This is a guest post by Ruth Mostern, University of Pittsburgh
@ruthmostern
Like all terms for disciplines and methodologies, the digital humanities, a label that has been in use since the early years of this century, is one that refers to a multitude of heterogeneous approaches. Within the digital humanities lie activities that collectively encompass every element of scholarly workflow. Asianists, like other humanists, may bring computational methods to bear at any phase of their activities: from discovering materials in libraries and databases; to organizing, reading, and analyzing materials that pertain to a topic of inquiry; to publishing and teaching about one’s insights. Twenty-first century Asianists, like other humanists, routinely conduct searches across digitized text corpora and use computers to draft manuscripts, communicate with colleagues, and manage bibliographies. We do not claim to be engaging in the digital humanities when we write emails or save documents. What, then, does it mean to assert that a project represents scholarship in the digital humanities?
Debates in the Digital Humanities is a hybrid print and digital book series that explores the wide range of communities and practices that might be associated with the term digital humanities: from data mining to game design, from visualization to librarianship. Some initiatives require supercomputing centers, bespoke code, or insights intended to advance research in computer and information science. Outside my work as an Asianist, in collaboration with technical director Karl Grossner, I lead the World Historical Gazetteer (WHG), a large-team content and infrastructure project to develop a linked open data platform for integrating datasets of historical place names. The WHG necessitates the development of new standards, new code, and new approaches to data integration. On the other hand, much of the content we index arrives in the form of simple spreadsheet files. It requires no special training to complete a submission that complies with the WHG Linked Places TSV format (an Excel template is available here), but each file reflects specialist knowledge and spatial history research. I have written two books about Chinese history (Dividing the Realm in Order to Govern (Harvard Asia Center, 2011), and The Yellow River (Yale University Press, 2021)). They rely on computational practices, but they utilize ones that have not been innovative since the 1970s. As with the WHG index, my books rely on spreadsheets of historical named places. I draw attestations of place-making events from historical sources and aggregate them together, permitting quantitative analysis using methods that the literary critic Franco Moretti termed “distant reading” in his 2000 article “Conjectures on World Literature.” Once my team and I transform multiple spreadsheets into relational databases, we can run queries on them and output the results in the form of maps and timelines. My books make their contributions in the realm of historical scholarship, not information science.

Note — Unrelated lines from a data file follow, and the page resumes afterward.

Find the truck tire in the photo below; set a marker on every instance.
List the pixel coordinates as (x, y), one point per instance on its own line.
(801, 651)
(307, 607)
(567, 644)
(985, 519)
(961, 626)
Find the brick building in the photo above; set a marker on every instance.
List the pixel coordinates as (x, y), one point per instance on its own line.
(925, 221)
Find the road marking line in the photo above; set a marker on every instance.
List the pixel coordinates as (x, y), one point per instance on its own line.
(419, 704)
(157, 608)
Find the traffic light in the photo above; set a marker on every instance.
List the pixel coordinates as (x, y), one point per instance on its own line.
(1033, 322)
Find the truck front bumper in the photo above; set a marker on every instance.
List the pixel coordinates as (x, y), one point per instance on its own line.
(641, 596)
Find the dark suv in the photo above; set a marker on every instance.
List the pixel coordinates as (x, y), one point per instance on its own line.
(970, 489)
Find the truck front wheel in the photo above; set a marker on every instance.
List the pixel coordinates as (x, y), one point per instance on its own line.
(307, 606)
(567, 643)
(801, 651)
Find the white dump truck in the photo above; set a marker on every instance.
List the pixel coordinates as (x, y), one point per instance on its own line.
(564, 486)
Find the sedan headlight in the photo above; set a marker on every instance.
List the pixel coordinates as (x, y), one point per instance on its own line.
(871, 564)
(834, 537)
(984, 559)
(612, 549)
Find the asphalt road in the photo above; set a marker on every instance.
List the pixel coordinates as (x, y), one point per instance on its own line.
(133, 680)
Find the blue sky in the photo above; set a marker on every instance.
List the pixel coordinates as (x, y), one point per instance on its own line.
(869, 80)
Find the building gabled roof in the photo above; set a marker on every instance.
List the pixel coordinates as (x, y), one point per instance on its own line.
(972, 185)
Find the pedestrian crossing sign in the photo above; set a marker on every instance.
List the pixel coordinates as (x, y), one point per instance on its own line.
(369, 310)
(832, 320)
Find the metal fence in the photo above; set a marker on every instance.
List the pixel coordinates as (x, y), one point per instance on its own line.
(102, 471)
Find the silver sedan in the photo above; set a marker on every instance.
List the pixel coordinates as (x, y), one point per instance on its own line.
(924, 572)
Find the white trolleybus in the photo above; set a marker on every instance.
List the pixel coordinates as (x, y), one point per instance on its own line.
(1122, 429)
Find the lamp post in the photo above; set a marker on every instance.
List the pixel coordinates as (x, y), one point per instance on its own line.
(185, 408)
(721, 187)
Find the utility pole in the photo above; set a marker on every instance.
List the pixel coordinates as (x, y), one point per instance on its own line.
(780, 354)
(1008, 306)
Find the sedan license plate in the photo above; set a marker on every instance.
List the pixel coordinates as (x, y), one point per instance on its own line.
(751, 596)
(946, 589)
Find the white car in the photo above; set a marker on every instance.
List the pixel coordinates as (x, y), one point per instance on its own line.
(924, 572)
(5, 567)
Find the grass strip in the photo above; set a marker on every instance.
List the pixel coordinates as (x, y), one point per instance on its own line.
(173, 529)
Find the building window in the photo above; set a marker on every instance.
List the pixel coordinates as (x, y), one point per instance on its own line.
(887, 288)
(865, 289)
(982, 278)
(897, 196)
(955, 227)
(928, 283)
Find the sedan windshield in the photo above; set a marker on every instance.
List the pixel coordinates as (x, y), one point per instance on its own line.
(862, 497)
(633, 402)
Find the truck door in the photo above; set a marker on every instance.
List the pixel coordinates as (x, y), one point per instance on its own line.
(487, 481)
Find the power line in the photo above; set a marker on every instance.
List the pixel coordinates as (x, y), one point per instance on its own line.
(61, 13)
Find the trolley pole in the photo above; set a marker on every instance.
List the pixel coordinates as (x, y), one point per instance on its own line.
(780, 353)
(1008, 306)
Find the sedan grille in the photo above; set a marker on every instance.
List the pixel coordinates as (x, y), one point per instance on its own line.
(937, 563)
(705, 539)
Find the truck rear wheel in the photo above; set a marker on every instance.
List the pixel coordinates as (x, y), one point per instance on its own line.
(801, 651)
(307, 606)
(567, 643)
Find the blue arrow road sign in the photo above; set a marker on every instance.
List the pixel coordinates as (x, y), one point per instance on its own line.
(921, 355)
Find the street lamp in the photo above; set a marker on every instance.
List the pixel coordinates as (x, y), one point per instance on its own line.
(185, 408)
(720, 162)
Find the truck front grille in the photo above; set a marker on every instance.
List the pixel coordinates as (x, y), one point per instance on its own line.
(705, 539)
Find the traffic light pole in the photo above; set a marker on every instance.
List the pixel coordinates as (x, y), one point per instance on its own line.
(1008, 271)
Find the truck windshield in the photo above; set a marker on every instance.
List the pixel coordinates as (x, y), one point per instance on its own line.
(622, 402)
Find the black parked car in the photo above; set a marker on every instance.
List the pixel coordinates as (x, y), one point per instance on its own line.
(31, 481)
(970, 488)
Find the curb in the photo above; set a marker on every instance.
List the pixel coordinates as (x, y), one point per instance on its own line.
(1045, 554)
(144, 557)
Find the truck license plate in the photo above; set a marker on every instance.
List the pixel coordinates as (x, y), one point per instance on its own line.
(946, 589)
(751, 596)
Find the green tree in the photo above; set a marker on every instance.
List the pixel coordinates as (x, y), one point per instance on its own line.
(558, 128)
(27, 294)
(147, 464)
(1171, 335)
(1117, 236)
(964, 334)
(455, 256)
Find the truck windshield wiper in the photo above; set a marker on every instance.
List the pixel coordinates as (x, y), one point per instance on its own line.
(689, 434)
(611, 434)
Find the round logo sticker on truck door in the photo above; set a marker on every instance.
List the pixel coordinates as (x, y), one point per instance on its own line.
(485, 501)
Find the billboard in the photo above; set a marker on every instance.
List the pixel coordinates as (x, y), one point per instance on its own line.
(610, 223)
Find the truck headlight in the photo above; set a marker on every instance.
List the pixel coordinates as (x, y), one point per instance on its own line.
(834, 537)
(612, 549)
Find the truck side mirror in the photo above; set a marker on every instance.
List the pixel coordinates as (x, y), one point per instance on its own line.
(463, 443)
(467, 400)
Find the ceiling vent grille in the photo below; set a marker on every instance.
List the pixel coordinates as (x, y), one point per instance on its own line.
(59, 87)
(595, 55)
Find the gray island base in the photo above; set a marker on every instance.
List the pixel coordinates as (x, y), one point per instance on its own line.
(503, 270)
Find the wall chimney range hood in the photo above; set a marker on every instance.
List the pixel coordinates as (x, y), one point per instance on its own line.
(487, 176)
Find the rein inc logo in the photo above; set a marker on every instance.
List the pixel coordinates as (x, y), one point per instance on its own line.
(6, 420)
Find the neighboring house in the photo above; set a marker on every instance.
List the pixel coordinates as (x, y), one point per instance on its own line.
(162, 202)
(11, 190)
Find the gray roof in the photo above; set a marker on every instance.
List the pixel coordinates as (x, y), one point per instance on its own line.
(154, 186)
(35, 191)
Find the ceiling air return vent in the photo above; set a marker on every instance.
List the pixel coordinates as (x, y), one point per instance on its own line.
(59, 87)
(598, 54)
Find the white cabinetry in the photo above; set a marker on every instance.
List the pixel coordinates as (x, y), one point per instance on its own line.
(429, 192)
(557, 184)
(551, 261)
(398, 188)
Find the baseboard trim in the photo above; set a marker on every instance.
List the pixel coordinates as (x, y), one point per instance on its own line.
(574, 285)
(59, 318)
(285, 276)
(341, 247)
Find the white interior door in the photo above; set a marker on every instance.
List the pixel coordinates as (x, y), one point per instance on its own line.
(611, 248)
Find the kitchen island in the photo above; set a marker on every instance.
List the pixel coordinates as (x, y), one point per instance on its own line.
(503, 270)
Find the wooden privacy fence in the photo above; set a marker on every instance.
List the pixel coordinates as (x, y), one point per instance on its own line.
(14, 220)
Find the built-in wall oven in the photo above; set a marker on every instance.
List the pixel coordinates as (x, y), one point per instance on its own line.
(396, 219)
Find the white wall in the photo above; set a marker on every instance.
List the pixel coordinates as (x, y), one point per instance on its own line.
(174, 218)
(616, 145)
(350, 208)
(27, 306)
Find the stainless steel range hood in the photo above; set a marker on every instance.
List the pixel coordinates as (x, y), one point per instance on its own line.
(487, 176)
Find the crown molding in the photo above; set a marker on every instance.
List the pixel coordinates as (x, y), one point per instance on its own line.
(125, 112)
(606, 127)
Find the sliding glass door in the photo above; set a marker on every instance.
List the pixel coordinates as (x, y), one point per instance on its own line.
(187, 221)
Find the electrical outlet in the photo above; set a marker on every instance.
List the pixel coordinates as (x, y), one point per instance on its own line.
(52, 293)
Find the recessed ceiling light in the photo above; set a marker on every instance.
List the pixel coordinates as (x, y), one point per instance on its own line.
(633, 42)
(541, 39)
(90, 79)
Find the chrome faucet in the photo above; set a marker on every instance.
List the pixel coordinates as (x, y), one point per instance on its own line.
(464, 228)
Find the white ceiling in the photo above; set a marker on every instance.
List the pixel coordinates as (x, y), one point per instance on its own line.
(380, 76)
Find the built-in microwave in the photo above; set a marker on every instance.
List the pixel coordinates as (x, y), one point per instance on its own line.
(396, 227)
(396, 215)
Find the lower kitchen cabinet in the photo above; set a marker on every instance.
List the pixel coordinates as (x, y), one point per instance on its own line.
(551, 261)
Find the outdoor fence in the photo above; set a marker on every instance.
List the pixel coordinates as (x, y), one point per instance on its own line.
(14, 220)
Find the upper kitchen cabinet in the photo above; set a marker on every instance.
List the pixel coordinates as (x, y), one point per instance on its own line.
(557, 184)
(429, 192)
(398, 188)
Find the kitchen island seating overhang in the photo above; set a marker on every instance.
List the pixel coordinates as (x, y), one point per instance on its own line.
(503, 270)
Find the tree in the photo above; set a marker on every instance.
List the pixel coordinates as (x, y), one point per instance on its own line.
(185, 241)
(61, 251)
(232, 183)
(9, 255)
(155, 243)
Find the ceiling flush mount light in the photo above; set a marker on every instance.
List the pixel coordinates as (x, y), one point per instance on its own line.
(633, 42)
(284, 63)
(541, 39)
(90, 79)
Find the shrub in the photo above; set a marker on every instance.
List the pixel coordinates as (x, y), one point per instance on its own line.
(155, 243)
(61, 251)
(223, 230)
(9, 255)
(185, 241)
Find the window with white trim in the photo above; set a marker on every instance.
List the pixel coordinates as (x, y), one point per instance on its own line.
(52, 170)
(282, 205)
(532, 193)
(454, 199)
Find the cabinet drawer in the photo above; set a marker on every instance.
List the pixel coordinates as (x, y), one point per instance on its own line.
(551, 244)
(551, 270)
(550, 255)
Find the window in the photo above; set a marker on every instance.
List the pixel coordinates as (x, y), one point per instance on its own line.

My research begins with printed material: reference works, tables, and annals collated from historical documents, which comprise lists of historical phenomena that I want to explore. My team and I digitize them, convert them into spreadsheets, standardize the formats of each spreadsheet, merge the spreadsheets, and conduct additional research to ensure that we are recording all the relevant attributes for each entity (each unique piece of information, such as a named place or a historical event) that we are describing. We take care to design each spreadsheet to ensure that each entity will retain a unique ID and that we can track the provenance of any piece of information. These tasks take a great deal of time, and they require attention to best practices for data management, but they do not involve any special computational skills. Once we have done this, I can use my scholarly judgment to oversee the classification of entities into categories: for instance, categories of changes to local government units for Dividing the Realm, and categories of civil engineering activities for The Yellow River. For each evolving database, my team and I add contextual information such as GIS shapefiles and (for The Yellow River) rainfall data from the Monsoon Asia Drought Atlas. Each book includes an appendix with more detail about its data design. “The Digital Gazetteer of the Song Dynasty” is a website with additional information about the data for Dividing the Realm. The data is all available to download at that site as well. A similar website for The Yellow River data is currently in progress.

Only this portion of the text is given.